La relation entre Haddad et le KGB est particulièrement révélatrice des dynamiques de la Guerre Froide au Moyen-Orient. Des documents et témoignages révèlent que Haddad avait des liens étroits avec le service d’espionnage soviétique, qui fournissait un soutien logistique et matériel à ses opérations. Cette collaboration non seulement met en évidence le rôle de l’Union soviétique dans le soutien de groupes terroristes comme instrument de politique étrangère, mais reflète également la volonté de Haddad d’utiliser tous les moyens nécessaires pour faire avancer la cause palestinienne, quitte à s’allier avec des puissances étrangères.
La situation complexe d’alliances et de divergences qui caractérisait le mouvement palestinien à cette période souligne la transition difficile de l’usage de la force à la diplomatie comme moyen d’atteindre des objectifs politiques. L’histoire d’Arafat, de Haddad et leur implication dans des événements comme le siège de Khartoum et les activités terroristes subséquentes met en lumière les défis et dilemmes auxquels sont confrontés les leaders politiques et militaires dans le contexte du conflit israélo-palestinien et de la Guerre froide.
Les conséquences de l’Opération de Khartoum
Le siège de l’ambassade saoudite à Khartoum en 1973 et ses conséquences tragiques ont représenté un moment crucial dans l’histoire du terrorisme international, marquant une escalade significative de la violence politique et poussant les nations du monde entier à reconsidérer leurs politiques de sécurité et leurs stratégies diplomatiques.
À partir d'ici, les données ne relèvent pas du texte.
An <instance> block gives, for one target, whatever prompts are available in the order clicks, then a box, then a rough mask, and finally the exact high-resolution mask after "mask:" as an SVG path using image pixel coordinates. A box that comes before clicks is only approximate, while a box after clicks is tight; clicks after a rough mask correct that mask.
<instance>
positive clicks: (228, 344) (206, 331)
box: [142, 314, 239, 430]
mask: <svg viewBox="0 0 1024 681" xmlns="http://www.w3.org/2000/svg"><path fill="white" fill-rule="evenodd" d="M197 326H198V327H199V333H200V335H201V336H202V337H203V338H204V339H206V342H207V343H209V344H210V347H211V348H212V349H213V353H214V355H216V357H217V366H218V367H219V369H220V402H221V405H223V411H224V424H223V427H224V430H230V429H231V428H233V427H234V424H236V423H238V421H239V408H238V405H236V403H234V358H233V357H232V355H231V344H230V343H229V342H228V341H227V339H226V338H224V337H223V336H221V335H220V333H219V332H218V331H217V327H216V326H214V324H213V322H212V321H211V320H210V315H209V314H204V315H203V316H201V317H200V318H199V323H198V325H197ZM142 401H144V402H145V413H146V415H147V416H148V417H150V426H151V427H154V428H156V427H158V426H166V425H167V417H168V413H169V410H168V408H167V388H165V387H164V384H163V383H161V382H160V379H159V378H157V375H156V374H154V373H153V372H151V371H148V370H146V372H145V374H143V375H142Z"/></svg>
Cet événement non seulement a mis en évidence la portée globale de la lutte palestinienne, mais a également mis en évidence la vulnérabilité des puissances mondiales face à des groupes terroristes déterminés et bien organisés.
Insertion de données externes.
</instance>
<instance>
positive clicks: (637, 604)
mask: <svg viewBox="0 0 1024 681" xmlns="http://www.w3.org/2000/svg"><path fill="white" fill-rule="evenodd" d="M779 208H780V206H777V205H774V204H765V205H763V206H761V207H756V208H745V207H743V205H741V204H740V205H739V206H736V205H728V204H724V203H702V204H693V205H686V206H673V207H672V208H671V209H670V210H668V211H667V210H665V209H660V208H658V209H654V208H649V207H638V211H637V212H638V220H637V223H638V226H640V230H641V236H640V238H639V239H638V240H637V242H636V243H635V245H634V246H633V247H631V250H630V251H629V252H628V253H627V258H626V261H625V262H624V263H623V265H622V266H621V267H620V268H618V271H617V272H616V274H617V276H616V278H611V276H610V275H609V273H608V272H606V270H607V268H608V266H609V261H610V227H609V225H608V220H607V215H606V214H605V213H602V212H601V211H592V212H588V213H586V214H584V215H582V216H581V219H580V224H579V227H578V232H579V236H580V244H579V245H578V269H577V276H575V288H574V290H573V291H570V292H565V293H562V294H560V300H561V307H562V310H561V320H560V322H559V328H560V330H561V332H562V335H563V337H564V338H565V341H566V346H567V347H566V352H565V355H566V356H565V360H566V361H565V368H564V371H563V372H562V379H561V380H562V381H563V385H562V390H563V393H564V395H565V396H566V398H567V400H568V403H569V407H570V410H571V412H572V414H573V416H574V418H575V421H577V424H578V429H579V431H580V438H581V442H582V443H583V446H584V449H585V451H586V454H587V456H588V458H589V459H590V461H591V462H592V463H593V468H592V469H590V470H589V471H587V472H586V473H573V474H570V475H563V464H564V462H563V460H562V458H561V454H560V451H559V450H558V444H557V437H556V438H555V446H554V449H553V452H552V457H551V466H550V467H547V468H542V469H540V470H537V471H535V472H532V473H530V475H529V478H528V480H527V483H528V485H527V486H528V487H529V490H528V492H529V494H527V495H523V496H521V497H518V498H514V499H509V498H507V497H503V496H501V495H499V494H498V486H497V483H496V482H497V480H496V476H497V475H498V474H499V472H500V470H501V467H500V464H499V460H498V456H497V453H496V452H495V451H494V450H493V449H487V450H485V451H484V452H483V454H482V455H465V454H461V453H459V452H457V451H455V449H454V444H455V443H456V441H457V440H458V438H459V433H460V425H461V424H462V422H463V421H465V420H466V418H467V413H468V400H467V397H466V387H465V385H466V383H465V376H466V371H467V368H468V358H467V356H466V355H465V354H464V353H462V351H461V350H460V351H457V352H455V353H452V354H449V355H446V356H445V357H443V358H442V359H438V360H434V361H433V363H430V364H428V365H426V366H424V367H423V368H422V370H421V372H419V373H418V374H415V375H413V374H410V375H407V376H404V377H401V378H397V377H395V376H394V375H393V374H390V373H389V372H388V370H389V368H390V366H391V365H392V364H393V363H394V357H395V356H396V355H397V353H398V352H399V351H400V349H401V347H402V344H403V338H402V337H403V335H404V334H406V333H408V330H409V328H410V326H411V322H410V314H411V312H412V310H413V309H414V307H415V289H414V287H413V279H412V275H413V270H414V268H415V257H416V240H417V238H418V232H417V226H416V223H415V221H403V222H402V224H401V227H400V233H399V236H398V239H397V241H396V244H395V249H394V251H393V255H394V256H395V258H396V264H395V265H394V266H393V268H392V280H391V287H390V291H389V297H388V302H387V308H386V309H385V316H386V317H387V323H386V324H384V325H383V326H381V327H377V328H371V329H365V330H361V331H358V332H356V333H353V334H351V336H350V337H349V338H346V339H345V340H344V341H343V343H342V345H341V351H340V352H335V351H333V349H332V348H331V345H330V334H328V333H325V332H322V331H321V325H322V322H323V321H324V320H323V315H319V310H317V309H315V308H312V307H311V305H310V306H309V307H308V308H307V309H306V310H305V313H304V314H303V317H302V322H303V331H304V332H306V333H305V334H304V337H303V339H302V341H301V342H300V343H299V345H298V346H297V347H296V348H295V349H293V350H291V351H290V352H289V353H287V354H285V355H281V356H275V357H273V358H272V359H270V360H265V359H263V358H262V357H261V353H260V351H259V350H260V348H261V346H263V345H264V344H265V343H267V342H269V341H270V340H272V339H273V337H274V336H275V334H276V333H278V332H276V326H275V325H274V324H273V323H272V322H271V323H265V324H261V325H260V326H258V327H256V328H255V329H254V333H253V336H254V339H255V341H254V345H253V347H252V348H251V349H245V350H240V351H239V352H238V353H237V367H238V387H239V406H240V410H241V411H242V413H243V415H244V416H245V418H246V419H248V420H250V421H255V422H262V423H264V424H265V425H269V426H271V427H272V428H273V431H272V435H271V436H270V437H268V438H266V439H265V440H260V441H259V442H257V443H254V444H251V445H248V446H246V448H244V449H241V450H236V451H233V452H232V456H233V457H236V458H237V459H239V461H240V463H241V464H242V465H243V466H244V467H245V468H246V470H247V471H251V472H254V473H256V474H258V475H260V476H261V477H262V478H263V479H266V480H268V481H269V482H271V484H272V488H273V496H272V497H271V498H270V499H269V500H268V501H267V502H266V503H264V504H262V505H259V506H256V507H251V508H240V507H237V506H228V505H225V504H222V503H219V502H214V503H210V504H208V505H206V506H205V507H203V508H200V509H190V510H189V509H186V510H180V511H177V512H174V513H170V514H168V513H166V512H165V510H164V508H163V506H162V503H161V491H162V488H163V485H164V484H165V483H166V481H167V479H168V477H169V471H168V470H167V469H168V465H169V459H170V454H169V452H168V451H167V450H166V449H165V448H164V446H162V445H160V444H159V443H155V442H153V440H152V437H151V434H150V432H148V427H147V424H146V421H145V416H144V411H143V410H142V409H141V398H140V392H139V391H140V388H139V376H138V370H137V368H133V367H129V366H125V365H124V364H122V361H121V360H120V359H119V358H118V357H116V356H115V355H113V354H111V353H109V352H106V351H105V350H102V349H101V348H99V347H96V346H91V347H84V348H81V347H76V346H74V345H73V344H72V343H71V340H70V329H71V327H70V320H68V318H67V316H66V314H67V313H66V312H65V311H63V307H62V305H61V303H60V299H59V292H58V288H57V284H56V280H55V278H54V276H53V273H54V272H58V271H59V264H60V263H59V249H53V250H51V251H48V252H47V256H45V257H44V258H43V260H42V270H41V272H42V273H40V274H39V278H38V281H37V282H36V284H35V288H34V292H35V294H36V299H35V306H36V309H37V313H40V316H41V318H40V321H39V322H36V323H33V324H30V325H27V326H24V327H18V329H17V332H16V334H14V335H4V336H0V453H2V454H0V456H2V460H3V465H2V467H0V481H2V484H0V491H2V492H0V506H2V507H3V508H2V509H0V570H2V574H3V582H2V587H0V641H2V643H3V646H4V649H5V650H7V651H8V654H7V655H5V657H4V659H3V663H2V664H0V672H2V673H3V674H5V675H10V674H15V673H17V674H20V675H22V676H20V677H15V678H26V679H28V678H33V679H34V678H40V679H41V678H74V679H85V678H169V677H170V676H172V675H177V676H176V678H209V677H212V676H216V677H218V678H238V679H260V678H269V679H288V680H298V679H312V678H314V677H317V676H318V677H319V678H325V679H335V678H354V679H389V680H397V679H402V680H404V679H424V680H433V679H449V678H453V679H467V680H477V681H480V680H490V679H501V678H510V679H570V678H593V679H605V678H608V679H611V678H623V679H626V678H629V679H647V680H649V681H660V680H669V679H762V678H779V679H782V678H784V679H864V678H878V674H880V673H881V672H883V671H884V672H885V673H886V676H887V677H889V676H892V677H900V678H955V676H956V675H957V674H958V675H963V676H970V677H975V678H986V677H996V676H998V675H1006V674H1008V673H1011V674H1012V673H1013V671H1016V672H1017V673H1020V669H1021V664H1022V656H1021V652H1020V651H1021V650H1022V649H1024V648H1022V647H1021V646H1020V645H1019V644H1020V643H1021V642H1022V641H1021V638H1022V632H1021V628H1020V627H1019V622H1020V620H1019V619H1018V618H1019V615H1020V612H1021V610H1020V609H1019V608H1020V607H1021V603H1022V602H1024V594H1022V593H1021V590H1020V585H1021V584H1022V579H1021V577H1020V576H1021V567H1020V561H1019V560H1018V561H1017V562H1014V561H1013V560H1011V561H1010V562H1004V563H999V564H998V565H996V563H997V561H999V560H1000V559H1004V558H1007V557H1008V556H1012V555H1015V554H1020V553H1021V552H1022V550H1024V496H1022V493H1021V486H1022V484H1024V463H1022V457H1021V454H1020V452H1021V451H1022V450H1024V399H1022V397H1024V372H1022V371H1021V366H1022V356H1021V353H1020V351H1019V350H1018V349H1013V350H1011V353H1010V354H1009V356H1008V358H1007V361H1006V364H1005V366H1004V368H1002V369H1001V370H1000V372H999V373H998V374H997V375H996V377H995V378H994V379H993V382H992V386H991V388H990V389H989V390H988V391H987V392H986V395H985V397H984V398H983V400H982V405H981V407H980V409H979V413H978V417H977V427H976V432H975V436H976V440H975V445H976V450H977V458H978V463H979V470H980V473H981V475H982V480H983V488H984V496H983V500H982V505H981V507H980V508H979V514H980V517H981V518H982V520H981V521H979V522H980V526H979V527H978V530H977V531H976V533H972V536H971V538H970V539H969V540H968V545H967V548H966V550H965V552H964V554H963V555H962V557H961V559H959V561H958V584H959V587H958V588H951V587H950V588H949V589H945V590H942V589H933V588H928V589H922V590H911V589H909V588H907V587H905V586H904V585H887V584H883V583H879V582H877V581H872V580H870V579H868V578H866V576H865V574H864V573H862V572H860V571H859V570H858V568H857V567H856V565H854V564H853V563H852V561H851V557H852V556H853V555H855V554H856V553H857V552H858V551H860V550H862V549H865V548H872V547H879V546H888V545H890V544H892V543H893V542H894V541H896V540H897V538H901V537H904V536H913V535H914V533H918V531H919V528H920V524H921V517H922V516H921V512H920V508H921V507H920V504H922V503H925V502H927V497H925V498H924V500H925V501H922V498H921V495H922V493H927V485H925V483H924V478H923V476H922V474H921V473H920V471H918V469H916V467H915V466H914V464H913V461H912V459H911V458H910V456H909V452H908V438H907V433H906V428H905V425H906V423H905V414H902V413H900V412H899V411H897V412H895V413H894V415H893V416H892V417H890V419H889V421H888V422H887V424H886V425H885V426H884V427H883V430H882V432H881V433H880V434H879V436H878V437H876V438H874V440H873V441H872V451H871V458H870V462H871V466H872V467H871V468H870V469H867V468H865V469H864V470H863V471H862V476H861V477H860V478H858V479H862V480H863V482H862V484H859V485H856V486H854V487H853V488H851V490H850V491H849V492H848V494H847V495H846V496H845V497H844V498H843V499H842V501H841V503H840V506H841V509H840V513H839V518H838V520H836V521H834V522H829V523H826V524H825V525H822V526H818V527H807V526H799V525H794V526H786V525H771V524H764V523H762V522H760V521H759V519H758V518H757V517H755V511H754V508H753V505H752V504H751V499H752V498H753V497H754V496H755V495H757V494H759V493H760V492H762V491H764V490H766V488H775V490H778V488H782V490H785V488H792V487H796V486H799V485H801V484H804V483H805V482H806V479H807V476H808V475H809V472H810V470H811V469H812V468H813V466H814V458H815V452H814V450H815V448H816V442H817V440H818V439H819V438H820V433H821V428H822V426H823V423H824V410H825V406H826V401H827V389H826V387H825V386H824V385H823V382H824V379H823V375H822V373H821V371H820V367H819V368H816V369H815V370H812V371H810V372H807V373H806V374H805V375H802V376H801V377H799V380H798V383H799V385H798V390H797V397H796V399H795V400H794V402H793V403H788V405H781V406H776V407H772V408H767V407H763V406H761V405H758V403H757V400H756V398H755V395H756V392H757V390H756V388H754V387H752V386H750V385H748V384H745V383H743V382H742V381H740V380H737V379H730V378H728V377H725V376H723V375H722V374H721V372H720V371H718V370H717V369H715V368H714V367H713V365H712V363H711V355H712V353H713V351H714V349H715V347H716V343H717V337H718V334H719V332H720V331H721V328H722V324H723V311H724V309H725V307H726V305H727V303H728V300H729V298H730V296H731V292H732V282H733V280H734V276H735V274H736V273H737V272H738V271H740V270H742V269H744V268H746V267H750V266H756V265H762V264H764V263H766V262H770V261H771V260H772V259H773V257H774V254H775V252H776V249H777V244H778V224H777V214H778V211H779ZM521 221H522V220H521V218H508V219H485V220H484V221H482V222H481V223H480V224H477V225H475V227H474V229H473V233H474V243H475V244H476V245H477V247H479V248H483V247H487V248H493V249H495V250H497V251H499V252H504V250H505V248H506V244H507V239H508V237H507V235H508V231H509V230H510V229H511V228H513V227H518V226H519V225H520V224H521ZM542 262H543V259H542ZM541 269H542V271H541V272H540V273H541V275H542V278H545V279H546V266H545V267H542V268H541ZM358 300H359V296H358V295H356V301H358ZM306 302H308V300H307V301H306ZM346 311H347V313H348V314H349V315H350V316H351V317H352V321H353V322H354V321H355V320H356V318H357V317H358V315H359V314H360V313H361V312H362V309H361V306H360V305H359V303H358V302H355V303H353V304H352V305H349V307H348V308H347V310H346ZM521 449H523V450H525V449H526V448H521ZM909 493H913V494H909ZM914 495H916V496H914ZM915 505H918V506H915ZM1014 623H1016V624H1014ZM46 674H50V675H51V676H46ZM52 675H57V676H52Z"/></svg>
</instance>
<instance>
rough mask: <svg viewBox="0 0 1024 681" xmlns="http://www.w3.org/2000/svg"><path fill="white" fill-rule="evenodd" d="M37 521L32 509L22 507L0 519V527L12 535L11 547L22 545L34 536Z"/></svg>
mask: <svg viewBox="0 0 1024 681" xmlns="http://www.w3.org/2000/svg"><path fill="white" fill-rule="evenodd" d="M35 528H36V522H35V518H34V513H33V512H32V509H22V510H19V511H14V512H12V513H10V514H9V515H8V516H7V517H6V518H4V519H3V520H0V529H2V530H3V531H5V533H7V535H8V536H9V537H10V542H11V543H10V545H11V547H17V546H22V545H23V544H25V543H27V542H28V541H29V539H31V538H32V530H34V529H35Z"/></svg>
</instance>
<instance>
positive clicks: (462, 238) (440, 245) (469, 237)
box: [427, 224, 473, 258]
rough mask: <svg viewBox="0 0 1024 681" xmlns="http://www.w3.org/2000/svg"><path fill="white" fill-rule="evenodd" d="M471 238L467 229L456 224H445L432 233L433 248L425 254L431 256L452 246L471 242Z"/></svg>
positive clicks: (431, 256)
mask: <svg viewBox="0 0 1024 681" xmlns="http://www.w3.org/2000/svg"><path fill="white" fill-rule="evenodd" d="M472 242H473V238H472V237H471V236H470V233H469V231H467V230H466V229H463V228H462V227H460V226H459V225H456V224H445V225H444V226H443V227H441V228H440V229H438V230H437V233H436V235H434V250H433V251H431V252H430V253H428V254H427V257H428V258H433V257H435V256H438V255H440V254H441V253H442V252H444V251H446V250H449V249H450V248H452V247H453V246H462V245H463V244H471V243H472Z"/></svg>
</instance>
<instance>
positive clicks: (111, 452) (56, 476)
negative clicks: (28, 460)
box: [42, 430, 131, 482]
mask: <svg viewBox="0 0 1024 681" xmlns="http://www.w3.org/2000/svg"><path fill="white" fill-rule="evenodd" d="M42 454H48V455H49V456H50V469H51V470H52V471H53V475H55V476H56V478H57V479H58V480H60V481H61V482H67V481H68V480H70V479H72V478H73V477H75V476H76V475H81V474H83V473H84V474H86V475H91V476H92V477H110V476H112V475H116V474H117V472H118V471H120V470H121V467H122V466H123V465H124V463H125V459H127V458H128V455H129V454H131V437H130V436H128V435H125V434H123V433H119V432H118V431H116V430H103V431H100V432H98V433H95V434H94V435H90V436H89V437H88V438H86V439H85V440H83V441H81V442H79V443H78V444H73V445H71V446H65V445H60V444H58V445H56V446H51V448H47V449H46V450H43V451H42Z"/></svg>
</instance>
La réponse intransigeante de l’administration Nixon à l’incident a établi un précédent pour la politique étrangère américaine de “ne pas négocier avec les terroristes”, une position qui a façonné l’approche des États-Unis face au terrorisme pour les décennies à venir. Cependant, le choix de garder secrètes les communications impliquant Arafat dans l’ordre de tuer les otages reflétait également les considérations politiques complexes qui accompagnent souvent la réponse au terrorisme, y compris le désir de préserver des canaux diplomatiques potentiellement utiles.
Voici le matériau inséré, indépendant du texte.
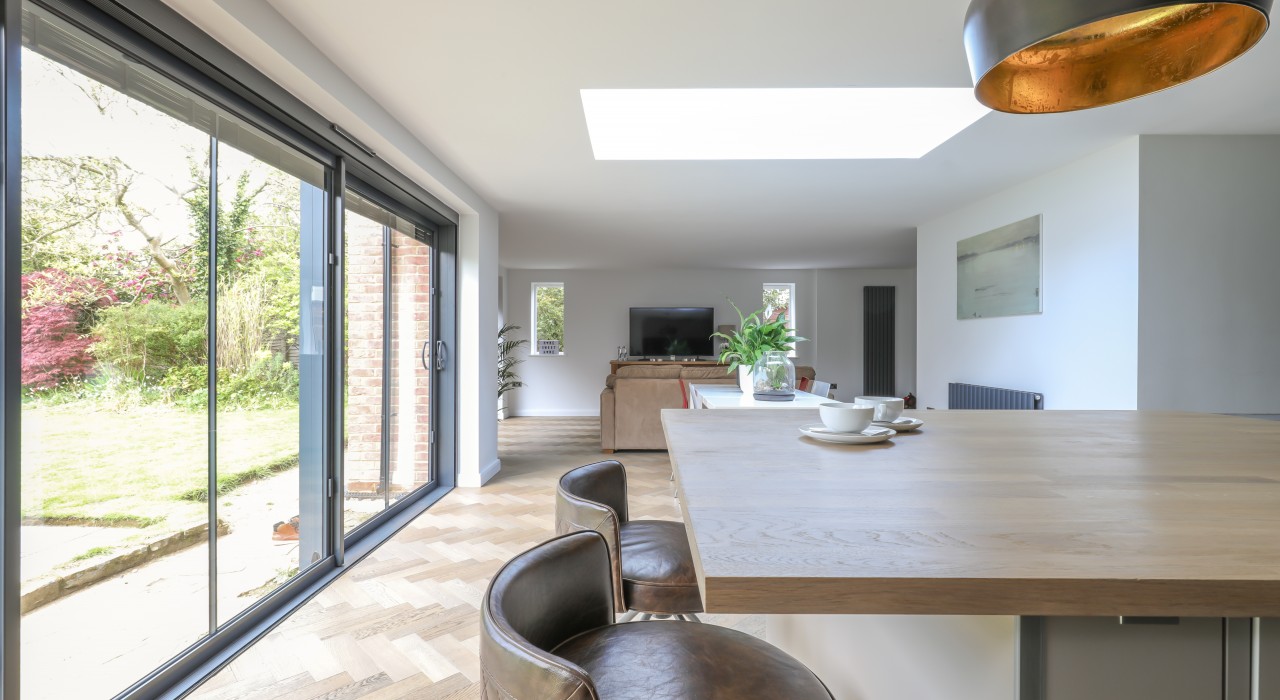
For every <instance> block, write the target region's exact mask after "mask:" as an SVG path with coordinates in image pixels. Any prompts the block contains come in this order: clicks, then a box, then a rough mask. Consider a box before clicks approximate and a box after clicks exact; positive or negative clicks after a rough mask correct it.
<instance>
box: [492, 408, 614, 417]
mask: <svg viewBox="0 0 1280 700" xmlns="http://www.w3.org/2000/svg"><path fill="white" fill-rule="evenodd" d="M512 416H513V417H526V418H599V417H600V410H599V408H596V410H595V411H575V410H572V408H516V410H515V413H512Z"/></svg>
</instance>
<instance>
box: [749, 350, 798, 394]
mask: <svg viewBox="0 0 1280 700" xmlns="http://www.w3.org/2000/svg"><path fill="white" fill-rule="evenodd" d="M751 389H753V394H751V395H753V397H754V398H755V399H756V401H795V398H796V366H795V365H792V363H791V360H790V358H788V357H787V353H786V351H768V352H765V353H764V354H762V356H760V358H759V360H756V361H755V365H753V366H751Z"/></svg>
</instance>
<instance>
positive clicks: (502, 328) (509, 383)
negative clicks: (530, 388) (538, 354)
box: [498, 324, 529, 411]
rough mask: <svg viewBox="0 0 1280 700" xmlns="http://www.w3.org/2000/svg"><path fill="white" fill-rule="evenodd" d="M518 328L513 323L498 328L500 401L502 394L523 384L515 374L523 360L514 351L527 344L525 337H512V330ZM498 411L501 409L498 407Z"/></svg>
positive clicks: (517, 388)
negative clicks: (513, 337)
mask: <svg viewBox="0 0 1280 700" xmlns="http://www.w3.org/2000/svg"><path fill="white" fill-rule="evenodd" d="M516 330H520V326H517V325H515V324H507V325H504V326H502V328H500V329H498V401H499V402H500V401H502V395H503V394H506V393H507V392H511V390H512V389H520V388H521V386H524V385H525V383H524V381H520V376H518V375H516V365H520V363H521V362H524V360H520V358H518V357H516V351H517V349H518V348H522V347H525V346H527V344H529V340H527V339H518V340H517V339H512V338H511V334H512V331H516ZM499 411H502V410H500V408H499Z"/></svg>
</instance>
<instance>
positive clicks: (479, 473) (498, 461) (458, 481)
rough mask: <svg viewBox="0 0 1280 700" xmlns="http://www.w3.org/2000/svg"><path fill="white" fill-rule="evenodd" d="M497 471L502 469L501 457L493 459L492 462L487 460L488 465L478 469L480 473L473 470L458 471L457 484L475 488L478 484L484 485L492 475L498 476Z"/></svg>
mask: <svg viewBox="0 0 1280 700" xmlns="http://www.w3.org/2000/svg"><path fill="white" fill-rule="evenodd" d="M499 471H502V459H494V461H493V462H489V466H486V467H485V468H483V470H480V473H475V472H460V473H458V486H462V488H467V489H475V488H479V486H484V485H485V484H488V482H489V480H490V479H493V477H494V476H498V472H499Z"/></svg>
L’évolution d’Arafat de leader d’une organisation considérée comme terroriste à interlocuteur reconnu dans la diplomatie internationale a démontré la possibilité de transformer le conflit armé en dialogue politique. Toutefois, la persistance de figures comme Wadie Haddad, qui ont choisi de continuer la lutte armée, souligne le défi d’unifier un mouvement de résistance sous une stratégie commune.
La collaboration entre Haddad et le KGB, ainsi que le soutien soviétique à des groupes terroristes, révèle les intersections complexes entre le terrorisme, la Guerre froide, et la politique internationale. Cette interaction entre les puissances mondiales et les groupes non étatiques a contribué à façonner le paysage géopolitique du Moyen-Orient, influençant les relations internationales et la sécurité globale.
Sources:
– Abu Iyad, My Home, My Land: A Narrative of the Palestinian Struggle, New York 1981, pp. 98-99.
– Commissione parlamentare d’inchiesta concernente il «Dossier Mitrokhin» e l’attività di intelligence italiana, Resoconto stenografico della 77a seduta, 27 luglio 2005, (https://www.parlamento.it/service/PDF/PDFServer/DF/158269.pdf).
– Documenti del Dipartimento di Stato americano su OLP e Settembre nero, in “Jewish Virtual Library”, https://www.jewishvirtuallibrary.org/u-s-state-department-documents-plo-black-september-link-march-1973.
– K. Cooley, Green March, Black September: The Story of the Palestinian Arabs, London 1973, p. 123.